Mektupta şu ifadeler yer aldı;

“Merhaba Evrensel okurları;

Ben de bu ülkeye sığınmış milyonlarca mülteciden biriyim. Suriye’de savaş başladığında üniversitede öğrenciydim, şimdi burada bir fabrika işçisiyim. Çalıştığım fabrika Türkiye’nin belki de dünyanın en büyük otomotiv devlerine parça üretiyor. Ford, Hyundai, Renault bunlar sadece benim bildiklerim.

Bu fabrikada onlarca Suriyeli işçi çalışıyor. En düşük aylık 2 bin 300 TL, en yüksek 3 bin 200 TL. Çok az işçinin çalışma izni ve dolayısıyla sigortası var. Diğerleri kaçak ve en kötü koşullara mahkum çünkü yaşamak için çalışmak zorundayız, bazı sitelerde bahsedildiği gibi ev kiramızı devlet karşılamıyor, faturalarımız ödenmiyor ya da devlet bize aylık bağlamış değil. Öyle olsaydı bu kadar ucuza ve bu kadar aşağılanmaya hiç kimse çalışmazdı.

Suriye’de çıkan savaştan belki de en çok bizim patronumuz mutludur çünkü savaştan bu yana 3. fabrikasını açtı ve kendine çok lüks bir otomobil aldı. Kimler sayesinde? Ucuza çalıştırdığı biz işçiler sayesinde, Türk ve Suriyeli işçiler olarak hep birlikte onun kasasını doldurdukça dolduruyoruz. Bu bahsettiğim otomobil fabrikalarında çalışan işçilere seslenmek istiyorum; sosyal medyada, haberlerde bizlerle ilgili iyi kötü bir sürü şey anlatılıyor biliyorum, okuyorum. Belki sizlerin çalıştığı fabrikalarda bizimki gibi mülteciler sigortasız çalıştırılmıyor ama kullandığınız parçalar, ürettiğiniz otomobillerin her birinde biz mülteci işçilerin de alın teri var.

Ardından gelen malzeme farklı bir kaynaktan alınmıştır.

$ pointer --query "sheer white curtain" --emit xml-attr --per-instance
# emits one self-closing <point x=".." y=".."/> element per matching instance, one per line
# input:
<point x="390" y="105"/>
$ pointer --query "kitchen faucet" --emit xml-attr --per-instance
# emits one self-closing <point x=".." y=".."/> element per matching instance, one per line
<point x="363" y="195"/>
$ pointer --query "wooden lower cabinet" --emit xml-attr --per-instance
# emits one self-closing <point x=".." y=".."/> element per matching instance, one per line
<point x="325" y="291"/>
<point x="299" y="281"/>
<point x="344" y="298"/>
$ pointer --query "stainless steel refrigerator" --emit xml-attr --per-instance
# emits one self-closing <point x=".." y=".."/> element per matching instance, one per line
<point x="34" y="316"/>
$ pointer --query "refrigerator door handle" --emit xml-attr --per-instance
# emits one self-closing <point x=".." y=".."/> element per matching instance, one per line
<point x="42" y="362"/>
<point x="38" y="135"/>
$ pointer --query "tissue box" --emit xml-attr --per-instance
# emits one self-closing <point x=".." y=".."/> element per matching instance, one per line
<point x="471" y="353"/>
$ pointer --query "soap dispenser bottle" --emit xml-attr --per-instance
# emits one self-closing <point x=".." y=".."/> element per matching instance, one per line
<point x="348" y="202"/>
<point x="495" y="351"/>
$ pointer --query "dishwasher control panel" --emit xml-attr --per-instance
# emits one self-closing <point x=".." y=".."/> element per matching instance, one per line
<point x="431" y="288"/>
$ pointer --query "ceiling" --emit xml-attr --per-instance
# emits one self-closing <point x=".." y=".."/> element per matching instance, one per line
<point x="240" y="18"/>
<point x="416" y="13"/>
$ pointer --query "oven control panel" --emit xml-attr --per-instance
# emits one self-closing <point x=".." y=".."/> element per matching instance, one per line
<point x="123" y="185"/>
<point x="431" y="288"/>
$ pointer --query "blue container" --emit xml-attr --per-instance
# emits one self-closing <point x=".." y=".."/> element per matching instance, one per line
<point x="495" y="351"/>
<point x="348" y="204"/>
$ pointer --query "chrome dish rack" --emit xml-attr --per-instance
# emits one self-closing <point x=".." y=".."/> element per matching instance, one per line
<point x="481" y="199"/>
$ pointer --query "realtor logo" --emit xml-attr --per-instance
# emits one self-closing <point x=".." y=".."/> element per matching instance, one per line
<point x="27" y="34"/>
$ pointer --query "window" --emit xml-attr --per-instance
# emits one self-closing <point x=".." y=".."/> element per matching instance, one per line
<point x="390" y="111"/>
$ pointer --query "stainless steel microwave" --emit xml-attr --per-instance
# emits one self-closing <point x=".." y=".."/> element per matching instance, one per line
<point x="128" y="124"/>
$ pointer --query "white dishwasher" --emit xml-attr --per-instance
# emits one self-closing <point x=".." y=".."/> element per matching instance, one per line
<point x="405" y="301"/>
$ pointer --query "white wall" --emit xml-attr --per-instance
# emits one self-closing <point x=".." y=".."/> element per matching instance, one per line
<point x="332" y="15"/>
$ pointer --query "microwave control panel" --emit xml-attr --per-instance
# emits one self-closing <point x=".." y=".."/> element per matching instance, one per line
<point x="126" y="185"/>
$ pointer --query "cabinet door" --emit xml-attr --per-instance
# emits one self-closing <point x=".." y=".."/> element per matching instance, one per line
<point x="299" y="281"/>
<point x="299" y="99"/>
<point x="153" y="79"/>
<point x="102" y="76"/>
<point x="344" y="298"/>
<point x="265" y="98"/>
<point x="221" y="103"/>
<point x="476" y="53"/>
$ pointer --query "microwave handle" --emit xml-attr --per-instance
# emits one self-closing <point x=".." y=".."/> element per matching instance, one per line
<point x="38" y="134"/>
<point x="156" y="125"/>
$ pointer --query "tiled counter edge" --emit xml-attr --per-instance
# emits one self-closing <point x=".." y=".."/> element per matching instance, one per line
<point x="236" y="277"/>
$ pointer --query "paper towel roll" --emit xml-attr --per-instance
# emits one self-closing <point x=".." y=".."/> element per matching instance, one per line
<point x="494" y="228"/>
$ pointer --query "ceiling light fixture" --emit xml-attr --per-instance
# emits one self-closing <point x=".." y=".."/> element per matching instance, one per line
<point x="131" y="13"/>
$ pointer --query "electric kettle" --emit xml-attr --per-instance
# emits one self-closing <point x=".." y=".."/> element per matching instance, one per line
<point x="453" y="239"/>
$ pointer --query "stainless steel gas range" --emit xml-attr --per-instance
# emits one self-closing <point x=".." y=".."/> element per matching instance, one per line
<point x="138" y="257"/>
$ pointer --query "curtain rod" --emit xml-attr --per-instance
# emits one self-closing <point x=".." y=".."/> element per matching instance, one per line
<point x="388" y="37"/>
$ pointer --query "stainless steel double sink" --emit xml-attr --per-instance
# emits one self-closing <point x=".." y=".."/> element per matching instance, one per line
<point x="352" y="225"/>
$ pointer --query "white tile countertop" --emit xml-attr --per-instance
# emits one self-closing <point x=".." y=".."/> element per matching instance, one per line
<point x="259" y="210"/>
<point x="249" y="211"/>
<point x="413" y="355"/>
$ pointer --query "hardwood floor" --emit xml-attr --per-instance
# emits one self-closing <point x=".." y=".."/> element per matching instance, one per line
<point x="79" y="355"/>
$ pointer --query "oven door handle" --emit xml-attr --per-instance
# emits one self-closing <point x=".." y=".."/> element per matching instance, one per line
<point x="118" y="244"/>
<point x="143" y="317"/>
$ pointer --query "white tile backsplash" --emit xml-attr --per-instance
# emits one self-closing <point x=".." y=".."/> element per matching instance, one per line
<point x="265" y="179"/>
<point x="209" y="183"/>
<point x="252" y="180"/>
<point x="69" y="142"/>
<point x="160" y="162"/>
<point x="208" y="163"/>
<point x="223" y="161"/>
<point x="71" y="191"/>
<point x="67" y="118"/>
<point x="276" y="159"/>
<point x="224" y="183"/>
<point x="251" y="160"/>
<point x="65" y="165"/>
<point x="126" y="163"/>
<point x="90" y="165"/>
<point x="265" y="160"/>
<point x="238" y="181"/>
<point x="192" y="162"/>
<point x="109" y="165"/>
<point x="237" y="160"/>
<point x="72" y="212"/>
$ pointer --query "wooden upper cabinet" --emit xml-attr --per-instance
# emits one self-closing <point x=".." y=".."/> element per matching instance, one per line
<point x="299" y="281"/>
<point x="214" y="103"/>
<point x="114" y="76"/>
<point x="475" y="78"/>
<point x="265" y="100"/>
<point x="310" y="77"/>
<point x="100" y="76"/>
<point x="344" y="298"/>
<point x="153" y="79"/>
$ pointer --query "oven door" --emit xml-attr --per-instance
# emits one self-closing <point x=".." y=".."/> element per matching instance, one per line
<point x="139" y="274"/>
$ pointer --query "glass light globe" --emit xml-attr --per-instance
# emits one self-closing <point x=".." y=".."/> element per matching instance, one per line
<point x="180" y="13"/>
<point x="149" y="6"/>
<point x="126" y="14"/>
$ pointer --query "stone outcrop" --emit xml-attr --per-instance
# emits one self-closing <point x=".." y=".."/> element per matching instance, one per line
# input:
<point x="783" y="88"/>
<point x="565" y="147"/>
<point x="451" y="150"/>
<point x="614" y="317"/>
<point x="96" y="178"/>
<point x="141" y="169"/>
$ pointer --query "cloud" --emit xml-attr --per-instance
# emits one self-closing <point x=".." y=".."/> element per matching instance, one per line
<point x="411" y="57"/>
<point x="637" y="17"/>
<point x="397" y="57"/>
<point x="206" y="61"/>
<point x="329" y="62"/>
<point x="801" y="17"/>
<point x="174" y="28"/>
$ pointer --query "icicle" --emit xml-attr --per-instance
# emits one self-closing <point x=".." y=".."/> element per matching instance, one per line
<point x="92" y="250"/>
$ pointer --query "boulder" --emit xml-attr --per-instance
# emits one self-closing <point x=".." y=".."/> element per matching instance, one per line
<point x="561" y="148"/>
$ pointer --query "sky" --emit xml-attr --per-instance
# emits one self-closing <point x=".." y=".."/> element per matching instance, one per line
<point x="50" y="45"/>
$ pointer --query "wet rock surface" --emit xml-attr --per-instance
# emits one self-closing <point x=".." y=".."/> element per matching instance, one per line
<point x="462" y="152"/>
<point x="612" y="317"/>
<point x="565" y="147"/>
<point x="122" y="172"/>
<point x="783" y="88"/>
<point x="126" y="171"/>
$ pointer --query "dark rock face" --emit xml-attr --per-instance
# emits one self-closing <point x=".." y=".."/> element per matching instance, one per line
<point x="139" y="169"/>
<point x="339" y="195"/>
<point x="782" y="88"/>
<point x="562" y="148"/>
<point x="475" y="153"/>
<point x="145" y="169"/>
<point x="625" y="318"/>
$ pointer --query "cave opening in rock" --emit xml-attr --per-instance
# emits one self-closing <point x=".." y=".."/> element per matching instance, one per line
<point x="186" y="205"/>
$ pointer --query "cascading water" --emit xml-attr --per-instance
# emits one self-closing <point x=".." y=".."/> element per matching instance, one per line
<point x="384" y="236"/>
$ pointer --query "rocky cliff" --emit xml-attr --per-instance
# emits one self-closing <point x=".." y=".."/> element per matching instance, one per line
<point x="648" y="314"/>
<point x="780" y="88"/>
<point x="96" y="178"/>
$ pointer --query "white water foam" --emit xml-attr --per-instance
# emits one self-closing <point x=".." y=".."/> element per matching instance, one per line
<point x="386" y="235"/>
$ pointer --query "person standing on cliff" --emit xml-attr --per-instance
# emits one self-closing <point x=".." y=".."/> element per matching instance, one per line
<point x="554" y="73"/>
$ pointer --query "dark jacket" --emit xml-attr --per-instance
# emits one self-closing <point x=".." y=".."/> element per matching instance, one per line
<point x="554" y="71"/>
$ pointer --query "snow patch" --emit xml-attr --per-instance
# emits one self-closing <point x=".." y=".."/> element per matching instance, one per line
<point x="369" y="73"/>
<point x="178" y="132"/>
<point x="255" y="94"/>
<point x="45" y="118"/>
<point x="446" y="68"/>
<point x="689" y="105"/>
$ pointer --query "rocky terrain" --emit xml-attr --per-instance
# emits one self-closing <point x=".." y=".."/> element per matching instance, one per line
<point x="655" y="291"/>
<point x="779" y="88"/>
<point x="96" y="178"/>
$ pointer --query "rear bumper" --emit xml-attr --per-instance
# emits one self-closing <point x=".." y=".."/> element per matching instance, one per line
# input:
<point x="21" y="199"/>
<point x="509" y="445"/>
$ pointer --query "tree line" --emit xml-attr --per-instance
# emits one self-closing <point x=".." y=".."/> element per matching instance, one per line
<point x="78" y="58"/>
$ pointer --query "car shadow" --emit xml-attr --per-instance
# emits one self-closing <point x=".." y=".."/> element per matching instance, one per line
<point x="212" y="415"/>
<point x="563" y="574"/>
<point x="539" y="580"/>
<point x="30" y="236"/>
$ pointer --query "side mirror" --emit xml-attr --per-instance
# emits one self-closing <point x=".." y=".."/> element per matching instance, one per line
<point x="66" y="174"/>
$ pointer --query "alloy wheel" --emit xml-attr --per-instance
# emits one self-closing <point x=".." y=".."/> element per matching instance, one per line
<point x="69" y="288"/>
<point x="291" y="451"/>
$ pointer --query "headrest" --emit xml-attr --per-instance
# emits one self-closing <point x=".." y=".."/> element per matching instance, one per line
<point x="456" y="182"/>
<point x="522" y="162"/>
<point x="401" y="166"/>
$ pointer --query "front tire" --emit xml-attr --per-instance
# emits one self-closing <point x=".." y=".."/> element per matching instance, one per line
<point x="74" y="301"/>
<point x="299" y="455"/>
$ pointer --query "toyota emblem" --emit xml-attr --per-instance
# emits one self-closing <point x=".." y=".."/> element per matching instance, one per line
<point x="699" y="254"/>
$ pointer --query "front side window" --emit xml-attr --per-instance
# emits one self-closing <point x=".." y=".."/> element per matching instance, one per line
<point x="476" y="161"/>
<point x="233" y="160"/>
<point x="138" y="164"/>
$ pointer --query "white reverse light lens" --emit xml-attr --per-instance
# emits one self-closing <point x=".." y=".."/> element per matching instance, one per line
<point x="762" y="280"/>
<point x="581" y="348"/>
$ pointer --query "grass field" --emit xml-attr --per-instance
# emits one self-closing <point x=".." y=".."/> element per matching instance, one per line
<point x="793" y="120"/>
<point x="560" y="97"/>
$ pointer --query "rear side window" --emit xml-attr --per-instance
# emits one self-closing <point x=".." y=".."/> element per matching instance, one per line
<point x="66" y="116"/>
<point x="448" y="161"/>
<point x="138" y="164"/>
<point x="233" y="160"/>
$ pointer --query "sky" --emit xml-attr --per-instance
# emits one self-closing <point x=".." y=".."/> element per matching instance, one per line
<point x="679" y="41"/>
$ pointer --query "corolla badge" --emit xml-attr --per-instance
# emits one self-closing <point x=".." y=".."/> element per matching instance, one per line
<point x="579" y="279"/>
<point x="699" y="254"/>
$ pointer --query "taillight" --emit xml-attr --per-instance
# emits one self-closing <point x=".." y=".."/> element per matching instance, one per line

Ben şanslı azınlıktanım, bazı işleri yapmayı kabul etmeyebiliyorum ama diğerleri en kötü koşullarda çalışmaya, itiraz etmeden her işi yapmaya mahkumlar. Şimdi Ankara’da yaşananlardan sonra mültecileri kaydoldukları illere göndermeye başlayacaklar. Peki ya iş bulamayanlar? Çalışmak zorunda olduğu için şehir dışına çıkmak zorunda kalanlar ne olacak? Bu kadar aşağılanma fazla değil mi? Tabii ki aramızda suça karışanlar ve iyi olmayanlar var ama neden herkesi cezalandırıyorlar?

Hayatta kalabilmek için çalışmak zorundayız, Suriye’de bıraktığımız ailelerimize yaşlılara para göndermek zorundayız. Hayat orada hiç ucuz değil, iş yok, fabrikalar yok. Ülkeye geri dönenleri bekleyen tek şey ölüm. Bizler ise yaşamak istiyoruz ama insani koşullarda. Türkiye’de de hayat giderek pahalılaşıyor ve göçmenlerin ücreti düşük olduğu için daha da zor. Uğradığımız haksızlıklar pahalılık bizi Avrupa’ya gitmeye zorluyor. Fotoğrafta gördüğünüz bir arkadaşımın maaş hesabı Arapça yazıların yanında kaç saat mesai yaptığı yazıyor. 20 saat çalıştığı gün bile olmuş ama maaş zamanı eline geçen para 2 bin 840 lira. Fabrikada uyuyan, her fırsatta mesaiye kalan arkadaşlarımızın tamamının durumu bu.

Aslında söylenecek çok şey var ama ben şunu anlatmak istiyorum dillerimiz farklı olsa da bizler de insanız ve koşullar bizim için kötüleştikçe sizler için iyi olmayacak. Hepimizin insan gibi çalışması, birlikte kazanması bu kadar zor olmamalı.”